I am working on elucidating the contribution of hippocampal interneurons to learning and memory.

What do you think about the current publication trend?
Open Access is definitely the way to go since a major portion of academic research is publicly funded. I do not think the general public should pay to access scientific articles. I think Sci-Hub is a direct ‘guerilla’ response to the ivory tower created by years of hegemony of large academic publishing houses.

Is publish or perish a valid statement for young scientists?
In the current system as it stands, yes – publish or perish is definitely a valid statement. I don’t think it is entirely bad because early career scientists benefit from getting their work publicised. However, since the publishing system is broken in many ways, even a single rejection sometimes has devastating effects on the career trajectory and morale of the researcher.
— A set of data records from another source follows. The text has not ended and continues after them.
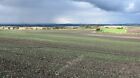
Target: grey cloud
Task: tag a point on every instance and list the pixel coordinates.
(116, 5)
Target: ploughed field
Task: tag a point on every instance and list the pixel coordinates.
(67, 54)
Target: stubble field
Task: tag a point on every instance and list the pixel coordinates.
(67, 54)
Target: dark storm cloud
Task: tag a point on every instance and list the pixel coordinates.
(116, 5)
(69, 11)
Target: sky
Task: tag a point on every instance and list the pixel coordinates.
(70, 11)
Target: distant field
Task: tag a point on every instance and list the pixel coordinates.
(114, 30)
(67, 54)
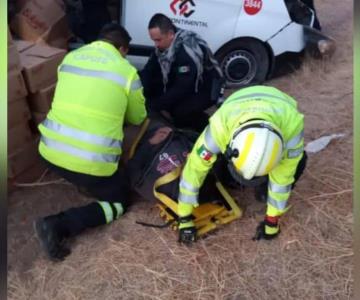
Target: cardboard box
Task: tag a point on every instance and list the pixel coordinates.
(18, 136)
(40, 66)
(38, 117)
(13, 58)
(41, 101)
(24, 158)
(18, 112)
(41, 20)
(16, 86)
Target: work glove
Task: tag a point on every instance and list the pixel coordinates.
(267, 229)
(187, 230)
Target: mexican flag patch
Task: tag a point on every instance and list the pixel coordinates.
(184, 69)
(204, 153)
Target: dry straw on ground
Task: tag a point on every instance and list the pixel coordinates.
(311, 259)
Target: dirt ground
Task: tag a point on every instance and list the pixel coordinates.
(311, 259)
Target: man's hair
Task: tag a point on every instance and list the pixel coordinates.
(116, 35)
(162, 22)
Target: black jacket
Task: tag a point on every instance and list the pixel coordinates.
(180, 85)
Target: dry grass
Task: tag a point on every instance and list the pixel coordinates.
(311, 259)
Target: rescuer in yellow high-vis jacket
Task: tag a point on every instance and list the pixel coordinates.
(259, 130)
(98, 91)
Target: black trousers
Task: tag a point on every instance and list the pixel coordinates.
(112, 189)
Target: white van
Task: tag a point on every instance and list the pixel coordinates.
(245, 35)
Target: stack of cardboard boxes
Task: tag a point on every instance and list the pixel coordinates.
(32, 75)
(22, 142)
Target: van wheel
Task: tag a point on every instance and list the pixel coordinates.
(244, 62)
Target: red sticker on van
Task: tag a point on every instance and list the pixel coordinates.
(252, 7)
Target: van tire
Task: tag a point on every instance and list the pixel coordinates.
(251, 55)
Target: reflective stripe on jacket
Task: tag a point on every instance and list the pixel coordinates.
(97, 91)
(257, 102)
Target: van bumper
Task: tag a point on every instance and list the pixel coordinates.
(318, 43)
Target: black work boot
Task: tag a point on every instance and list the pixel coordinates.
(50, 238)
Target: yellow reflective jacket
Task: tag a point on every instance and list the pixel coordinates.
(97, 91)
(257, 102)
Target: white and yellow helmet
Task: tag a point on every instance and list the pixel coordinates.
(255, 149)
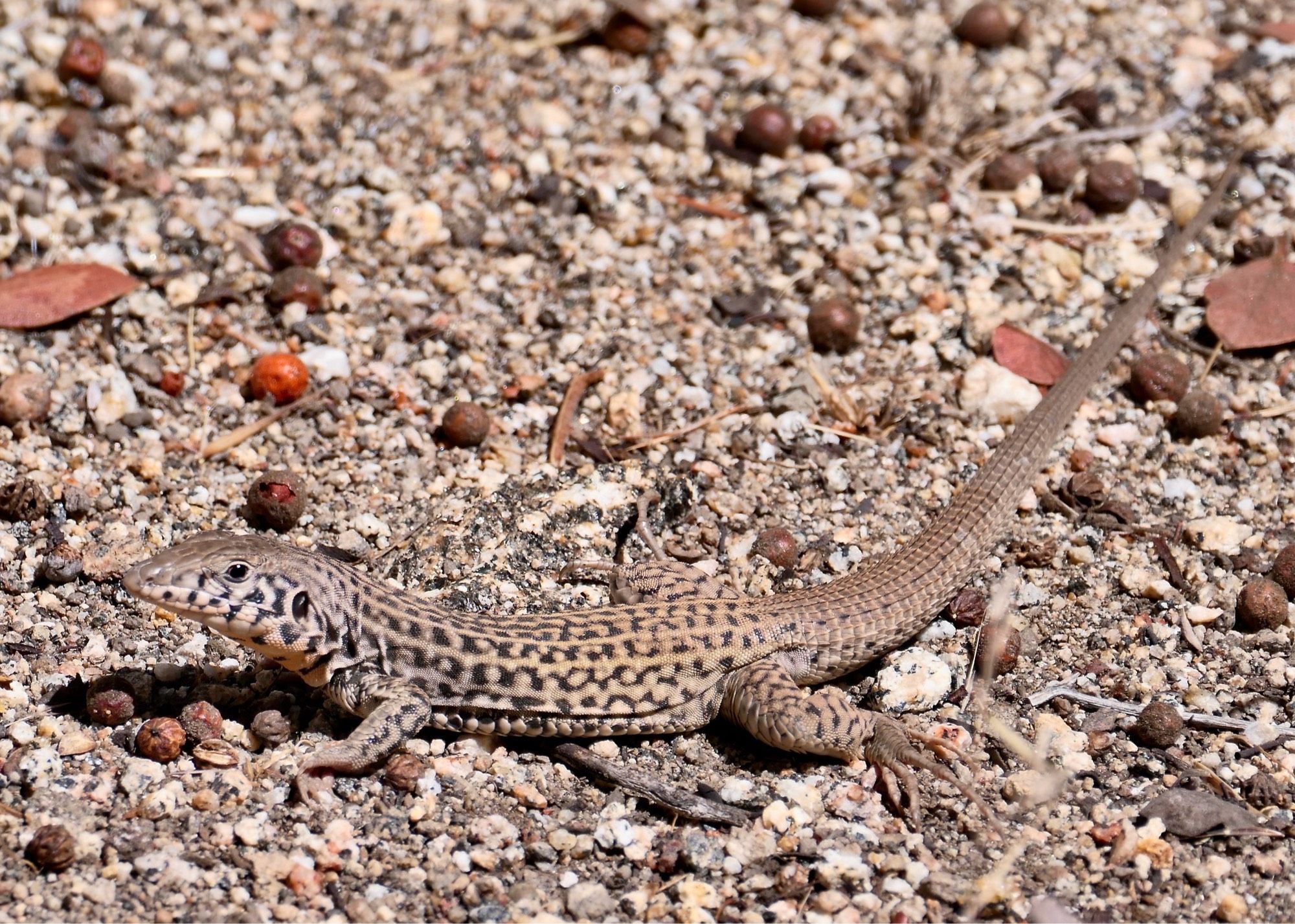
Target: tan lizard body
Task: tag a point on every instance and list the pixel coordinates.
(693, 651)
What do you think of preprint servers? Do you think they are useful?
Pre-print servers are an excellent start in subverting the current inflexible system of “pay and publish”. I hope the scientific community uses it responsibly, to promote good peer reviewed science.
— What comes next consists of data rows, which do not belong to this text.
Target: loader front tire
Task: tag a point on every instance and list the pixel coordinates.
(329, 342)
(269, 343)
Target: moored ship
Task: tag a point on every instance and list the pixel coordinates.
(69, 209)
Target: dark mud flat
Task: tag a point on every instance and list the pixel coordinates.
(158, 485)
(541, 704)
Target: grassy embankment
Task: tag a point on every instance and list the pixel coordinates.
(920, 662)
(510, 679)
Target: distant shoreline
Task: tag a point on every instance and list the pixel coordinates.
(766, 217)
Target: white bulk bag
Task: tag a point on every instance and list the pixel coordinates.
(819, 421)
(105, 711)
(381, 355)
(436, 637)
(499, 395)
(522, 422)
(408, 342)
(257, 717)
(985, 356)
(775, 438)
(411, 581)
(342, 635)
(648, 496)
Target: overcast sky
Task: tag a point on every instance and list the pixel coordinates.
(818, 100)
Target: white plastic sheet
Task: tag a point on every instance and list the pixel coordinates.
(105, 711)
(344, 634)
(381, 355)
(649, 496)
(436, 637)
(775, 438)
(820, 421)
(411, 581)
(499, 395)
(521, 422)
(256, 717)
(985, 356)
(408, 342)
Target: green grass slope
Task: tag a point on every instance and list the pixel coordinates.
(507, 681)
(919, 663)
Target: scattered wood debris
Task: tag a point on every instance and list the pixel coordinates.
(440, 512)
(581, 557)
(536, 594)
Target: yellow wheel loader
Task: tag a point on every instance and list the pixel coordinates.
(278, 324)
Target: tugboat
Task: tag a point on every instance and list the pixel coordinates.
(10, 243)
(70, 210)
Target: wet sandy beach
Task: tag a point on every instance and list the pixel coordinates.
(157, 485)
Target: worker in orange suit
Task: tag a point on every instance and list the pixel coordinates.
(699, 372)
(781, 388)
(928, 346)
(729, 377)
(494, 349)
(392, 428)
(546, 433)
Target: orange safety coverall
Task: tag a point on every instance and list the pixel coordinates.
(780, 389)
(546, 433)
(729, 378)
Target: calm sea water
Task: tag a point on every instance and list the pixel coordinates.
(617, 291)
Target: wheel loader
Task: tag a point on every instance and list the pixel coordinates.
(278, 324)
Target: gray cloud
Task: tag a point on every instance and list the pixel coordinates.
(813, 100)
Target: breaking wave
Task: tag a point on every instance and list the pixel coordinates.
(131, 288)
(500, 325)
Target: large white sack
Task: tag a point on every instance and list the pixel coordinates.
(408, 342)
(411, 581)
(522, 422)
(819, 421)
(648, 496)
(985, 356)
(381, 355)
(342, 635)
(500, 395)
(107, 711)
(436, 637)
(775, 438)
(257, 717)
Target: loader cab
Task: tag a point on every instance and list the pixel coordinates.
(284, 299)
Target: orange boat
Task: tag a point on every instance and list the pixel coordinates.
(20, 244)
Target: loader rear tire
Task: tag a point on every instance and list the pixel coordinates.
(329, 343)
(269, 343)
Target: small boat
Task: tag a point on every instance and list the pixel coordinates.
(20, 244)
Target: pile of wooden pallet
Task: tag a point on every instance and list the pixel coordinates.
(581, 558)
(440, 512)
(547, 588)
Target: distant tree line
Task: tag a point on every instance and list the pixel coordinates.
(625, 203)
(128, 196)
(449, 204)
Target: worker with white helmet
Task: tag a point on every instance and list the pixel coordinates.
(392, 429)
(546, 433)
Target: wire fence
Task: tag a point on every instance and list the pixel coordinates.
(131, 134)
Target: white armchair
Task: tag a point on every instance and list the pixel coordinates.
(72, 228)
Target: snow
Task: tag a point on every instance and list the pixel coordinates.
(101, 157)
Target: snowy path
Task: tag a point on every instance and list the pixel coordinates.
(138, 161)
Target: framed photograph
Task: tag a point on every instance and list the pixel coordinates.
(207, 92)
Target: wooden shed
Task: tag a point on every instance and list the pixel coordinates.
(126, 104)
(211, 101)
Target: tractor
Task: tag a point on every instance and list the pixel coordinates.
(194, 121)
Do you think science is communicated well to non-scientists? What are some ways to improve science communication?
Currently, no, I don’t think science is communicated well to non-scientists. I think students and scientists will enormously benefit from basic scicomm training, if provided by the institutions and universities.
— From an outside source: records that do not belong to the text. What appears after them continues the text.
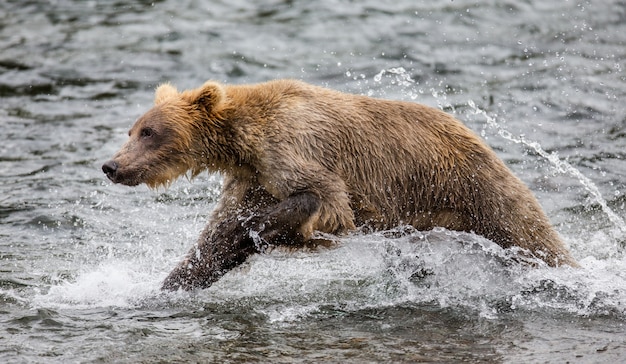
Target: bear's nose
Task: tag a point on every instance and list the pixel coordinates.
(109, 168)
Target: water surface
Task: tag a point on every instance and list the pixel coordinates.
(82, 260)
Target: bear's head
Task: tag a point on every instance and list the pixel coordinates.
(171, 139)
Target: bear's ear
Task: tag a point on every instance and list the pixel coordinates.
(164, 92)
(206, 97)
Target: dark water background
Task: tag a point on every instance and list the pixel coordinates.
(81, 260)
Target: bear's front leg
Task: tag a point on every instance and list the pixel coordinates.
(228, 243)
(288, 222)
(221, 247)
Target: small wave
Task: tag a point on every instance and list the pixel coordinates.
(440, 267)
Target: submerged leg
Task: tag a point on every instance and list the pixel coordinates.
(227, 244)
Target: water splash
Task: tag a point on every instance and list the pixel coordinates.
(561, 166)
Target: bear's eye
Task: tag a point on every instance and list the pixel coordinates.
(146, 132)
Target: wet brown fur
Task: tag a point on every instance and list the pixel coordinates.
(297, 158)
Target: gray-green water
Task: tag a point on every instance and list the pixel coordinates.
(81, 260)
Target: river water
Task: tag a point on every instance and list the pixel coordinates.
(81, 260)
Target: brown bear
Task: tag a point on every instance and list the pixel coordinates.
(299, 159)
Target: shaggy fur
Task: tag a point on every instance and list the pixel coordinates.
(297, 158)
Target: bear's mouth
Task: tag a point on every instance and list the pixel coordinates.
(112, 171)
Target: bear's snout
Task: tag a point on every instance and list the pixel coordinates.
(110, 169)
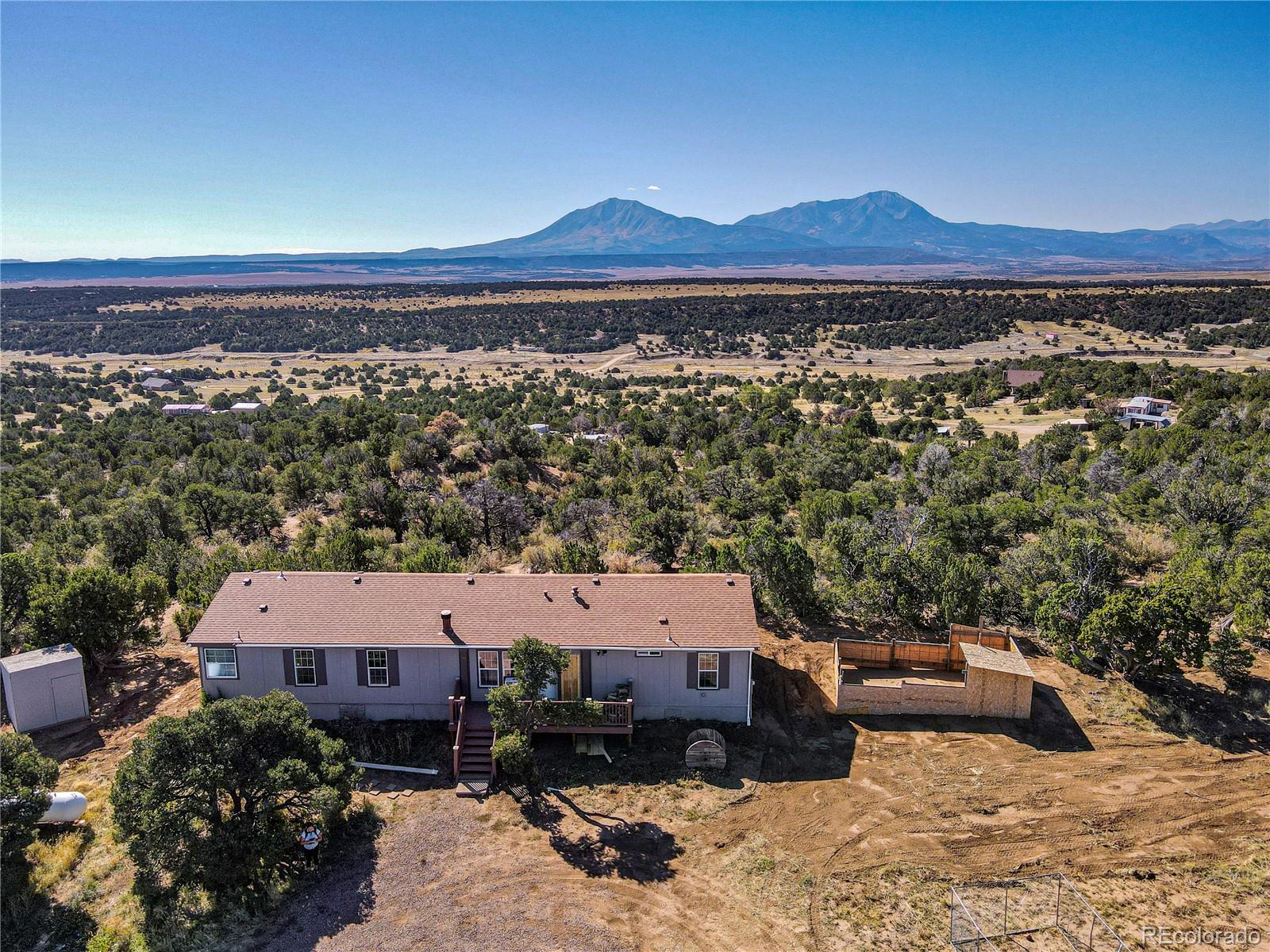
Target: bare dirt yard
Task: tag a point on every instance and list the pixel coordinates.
(825, 833)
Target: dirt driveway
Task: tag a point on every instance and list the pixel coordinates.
(827, 833)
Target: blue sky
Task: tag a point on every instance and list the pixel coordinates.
(190, 129)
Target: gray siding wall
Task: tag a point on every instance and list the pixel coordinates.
(427, 679)
(660, 685)
(29, 695)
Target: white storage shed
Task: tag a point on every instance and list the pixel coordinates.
(44, 687)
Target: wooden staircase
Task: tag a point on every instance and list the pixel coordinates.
(474, 762)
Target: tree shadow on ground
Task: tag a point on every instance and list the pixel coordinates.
(338, 892)
(1235, 721)
(33, 922)
(117, 701)
(1052, 727)
(639, 850)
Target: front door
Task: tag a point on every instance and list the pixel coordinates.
(571, 678)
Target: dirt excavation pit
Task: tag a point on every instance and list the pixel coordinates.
(823, 831)
(826, 831)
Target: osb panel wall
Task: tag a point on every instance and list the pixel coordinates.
(999, 695)
(984, 695)
(902, 698)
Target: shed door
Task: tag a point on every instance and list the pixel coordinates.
(571, 678)
(67, 697)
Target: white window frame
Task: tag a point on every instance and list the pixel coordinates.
(483, 668)
(220, 666)
(372, 670)
(310, 668)
(702, 670)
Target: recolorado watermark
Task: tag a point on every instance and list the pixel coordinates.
(1200, 936)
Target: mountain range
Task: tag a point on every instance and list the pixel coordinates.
(879, 228)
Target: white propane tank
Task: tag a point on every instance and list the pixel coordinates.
(64, 806)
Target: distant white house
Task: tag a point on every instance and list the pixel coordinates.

As we know, there are more PhD’s graduating every year as compared to available tenure track positions. Do you think there is way to improve this?
The answer clearly is – not to stuff graduate students into an already broken and leaky academic pipeline. I am enthusiastic to see that grassroots change has already begun to ‘de-stigmatize’ non-academic career steps. Alternative/industry careers are not looked at as ‘cop-outs’ or ‘failures’ from the system; there is better training during academia to capitalize on individual strengths; students now get more exposure to careers other than just academia – all this will go a long way in fixing the system.

What are alternative career options for young scientists apart from applying for tenure track positions?
Literally anything! Academic training is not uni-dimensional and science/field specific. Critical thinking, project, time and people management, trouble-shooting, use of advanced literature searches to come up with the best way forward – all these are skills that are applicable in every field imaginable. Most scientists end up staying in allied fields because they are wary of huge changes. But I think taking that extra leap forward and changing fields can be extremely rewarding.

Apart from science, what do you enjoy doing the most?
I am an amateur cello player, baker and inveterate beach bum. I also love doing scicomm and am one-third of an India-centric scicomm collective called IndSciComm.

What do you think is a recent scientific invention which has changed the way we do science now?
I am constantly fascinated by how microscopy has advanced over the years. From a simple set of lenses that could only barely magnify, we are now at a point where we can observe how life works at multiple levels. All this with a mind-boggling array of lights, dyes, lasers and analyses. Every recent advance in microscopy has been thrilling and highly significant. I cant wait to see what is next!

 

Shruti is a postdoctoral researcher at the Picower Institute for Memory Learning at MIT. She did her bachelors at Delhi University, Masters from National Brain Research Center in India, PhD from Ecole Polytechnique Federale de Lausanne (EPFL) in Switzerland and her first postdoc at the University of Utah. Currently, she is working on elucidating the contribution of hippocampal interneurons to learning and memory.